PP11E-05
WAIS-ting Away Again in East Antarctica: Sirius-ly Searching for that Lost Shaker of Diatoms

Monday, 14 December 2015: 09:00
3014 (Moscone West)
David Pollard1, Richard B Alley1, Reed P Scherer2 and Robert M Deconto3, (1)Pennsylvania State University Main Campus, University Park, PA, United States, (2)Northern Illinois University, DeKalb, IL, United States, (3)University of Massachusetts Amherst, Amherst, MA, United States
Abstract:
Evidence of West-Antarctic-style Pliocene deglaciation of the East Antarctic Wilkes and Aurora marine basins is accumulating in the published literature. The far-field sea-level record seems to require an East Antarctic contribution, enhanced geophysical surveys show deep and wide channels that deglaciate under appropriate forcing in at least some models, and Pliocene ice-rafted debris pulses of appropriate age and source region indicate ice-shelf loss that would have caused loss of at least some grounded ice. Modeled rates of East Antarctic ice-sheet shrinkage are generally slower than peak possible West Antarctic behavior, but the ~14 m of Pliocene sea-level rise from East Antarctica in our modeling is large compared to West Antarctic sources.
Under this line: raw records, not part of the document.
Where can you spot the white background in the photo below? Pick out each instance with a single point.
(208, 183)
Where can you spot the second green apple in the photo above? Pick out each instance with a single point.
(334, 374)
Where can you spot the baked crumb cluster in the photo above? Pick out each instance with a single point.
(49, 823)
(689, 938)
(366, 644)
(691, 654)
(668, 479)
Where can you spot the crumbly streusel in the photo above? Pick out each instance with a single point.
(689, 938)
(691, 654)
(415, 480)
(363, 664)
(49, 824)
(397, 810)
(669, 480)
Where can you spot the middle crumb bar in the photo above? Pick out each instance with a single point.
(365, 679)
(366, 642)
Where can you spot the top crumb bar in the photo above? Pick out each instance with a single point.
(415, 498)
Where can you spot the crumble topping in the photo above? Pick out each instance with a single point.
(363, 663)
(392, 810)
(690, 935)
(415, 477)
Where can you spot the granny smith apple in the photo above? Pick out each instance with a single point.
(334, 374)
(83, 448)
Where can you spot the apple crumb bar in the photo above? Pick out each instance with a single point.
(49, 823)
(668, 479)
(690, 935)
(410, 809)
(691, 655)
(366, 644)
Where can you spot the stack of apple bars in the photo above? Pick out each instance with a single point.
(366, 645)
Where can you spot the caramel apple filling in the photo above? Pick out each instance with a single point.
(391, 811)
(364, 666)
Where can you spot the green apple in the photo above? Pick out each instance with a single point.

In an effort led by RPS with modeling by RMD and DP, we argue that the Pliocene diatoms of the Sirius Group tillites in the Transantarctic Mountains, the subject of a decade-long debate between “stabilists” and “dynamicists”, record the Pliocene deglaciation of the marine basins, and thus further confirm large East Antarctic response to moderate forcing. An extensive literature has established that the Sirius tills are local deposits that predate the Pliocene, with wind-blown Pliocene diatoms mixed into the upper layers. The modern eolian flux contains few marine diatoms compared to non-marine; thus, the marine-diatom-dominated Sirius deposits imply a distinct source that is not available today. In our recently published modeling, the deglaciation of the East Antarctic basins in response to warm Pliocene conditions is followed by marine incursion that by analogy with modern conditions would have been highly productive of diatoms, and delayed isostatic uplift then raises large areas of the resulting marine sediments above sea level. New modeling indicates that diatoms lifted in storms from these marine sediments would have been directly and rapidly transported to the Sirius sites, where the warmer Pliocene conditions would have favored cryoturbation, allowing integration of eolian diatoms into the porous till surface. The new modeling results permit a successful synthesis and integration of opposing viewpoints in the Sirius debate, and has possible implications for sea levels in a world warmed above Pliocene levels by human forcing.